Watch the recording for this event.
This event brought together movement trainers, facilitators, and organizers to discuss the current state of movement-building support in the US and how training and convening spaces could be better coordinated and envisioned more creatively to build a broad-based pro-democracy movement to counter the rising authoritarian threat.
Historic organizing wins in the US, including abolition, the 19th amendment, the Civil Rights Act of 1964, Voting Rights Act of 1965, marriage equality, and environmental protection, including at Standing Rock, took skill and strategy. Success was made possible through decades-long, behind-the-scenes, hard work to cultivate strong relationships and understanding, develop movement infrastructure, and build out mobilization and resistance know-how and muscle—all so that at the right moments, movements would be ready to harness their people power to drive change.
The efficacy of nonviolent movements has been falling for the past decade. While increasing and smarter state repression can account for some of this decline, civil resistance scholars also assert that the change in organizing capacity and structure of current movements may be responsible as well.
For example, an over-reliance on mass protest versus the strategic sequencing of a range of nonviolent tactics, including more dispersed actions like stay-aways, walk-outs, and boycotts, can become overly predictable without shifting power. Certain confrontational tactics may escalate an issue too quickly, hardening not only opponents but also more moveable “middles” who could be persuaded to support the cause if approached through different types of engagement. A decrease in nonviolent discipline may also harm the cause of a largely nonviolent movement, playing into the narratives of the opponent, causing fissures in the movement, and diminishing the “backfire” effects of the opponent’s use of violence.
With authoritarianism on the rise in the United States (and globally), the stakes for movement-builders to achieve their goals have never been higher. So how can movement-builders make the most of their organizing muscle to push back against the authoritarian threat while communicating a clear, inclusive vision of the society we seek to build.

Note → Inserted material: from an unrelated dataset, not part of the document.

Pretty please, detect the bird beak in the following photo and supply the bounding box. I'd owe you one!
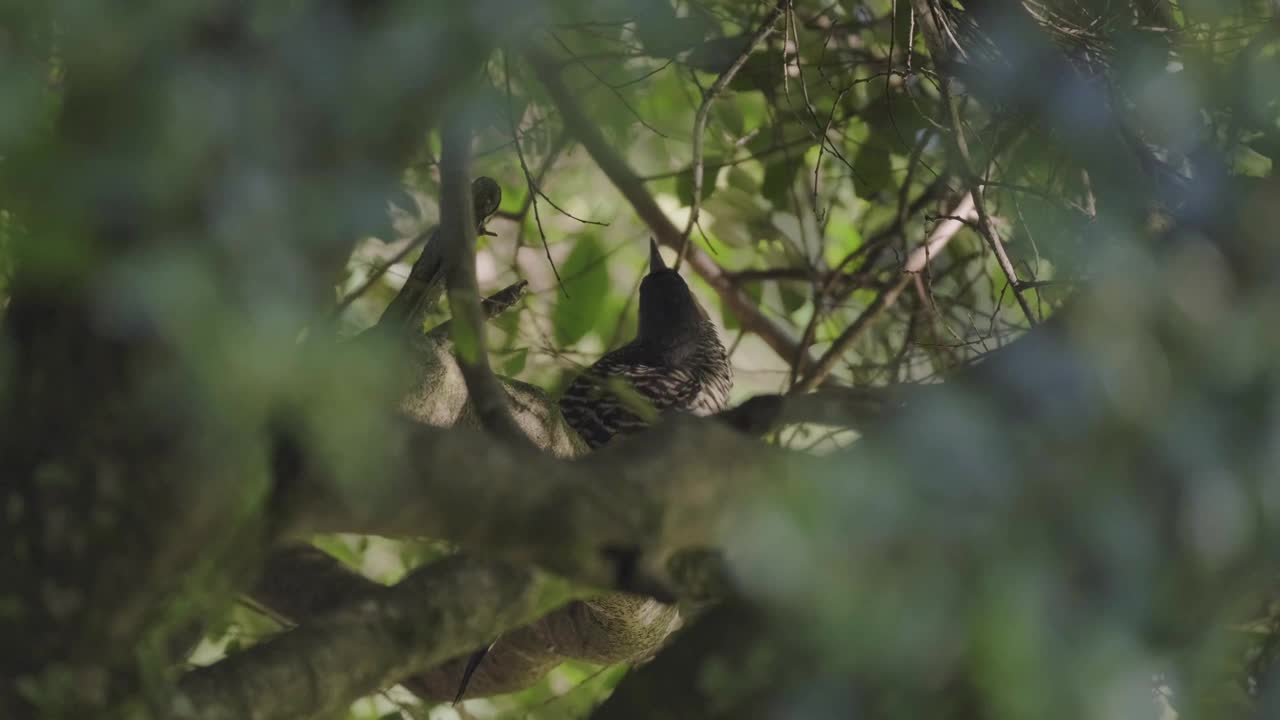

Research shows that one of the most effective ways donors can support nonviolent movements is through supporting the training and convening spaces in which they learn and organize. Nonviolent movements have used training in civil resistance and Kingian nonviolence, which incorporates a strategic sequence of nonviolent action tactics (e.g., protests, boycotts, strikes, teach-ins, community aid, etc.) and peacebuilding approaches (e.g., dialogue, negotiation, mediation, reconciliation, etc.) to help build their base and become more effective at reaching their cause for decades. Convening spaces that include training, strategic and action planning, and relationship building are important, and must focus on different competencies for different levels within the movement (i.e., organizers vs. people they are organizing). At the same time, a foundational knowledge and understanding of all the steps needed to realize change AND make it sustainable is useful at all levels, as are ongoing touchpoints that keep people engaged beyond one-off activities like sit-ins and protests.
There are a number of diverse curricula and training and facilitation networks that support movement-building in the US, and some of these networks have already done substantial work to think about what cross-movement organizing looks like to counter the authoritarian threat. However, given the deluge of multiple urgent, competing, and ongoing crises facing movements today, organizers do not always have the time, resources, and/or energy to take advantage of these opportunities, let alone make sense of how different curricula, frameworks, approaches, and tactics fit together and reinforce each other. So how might people who fill “cross-network roles” like movement trainers, facilitators, and coaches help organizers makes sense, prioritize, and create space for this critical work?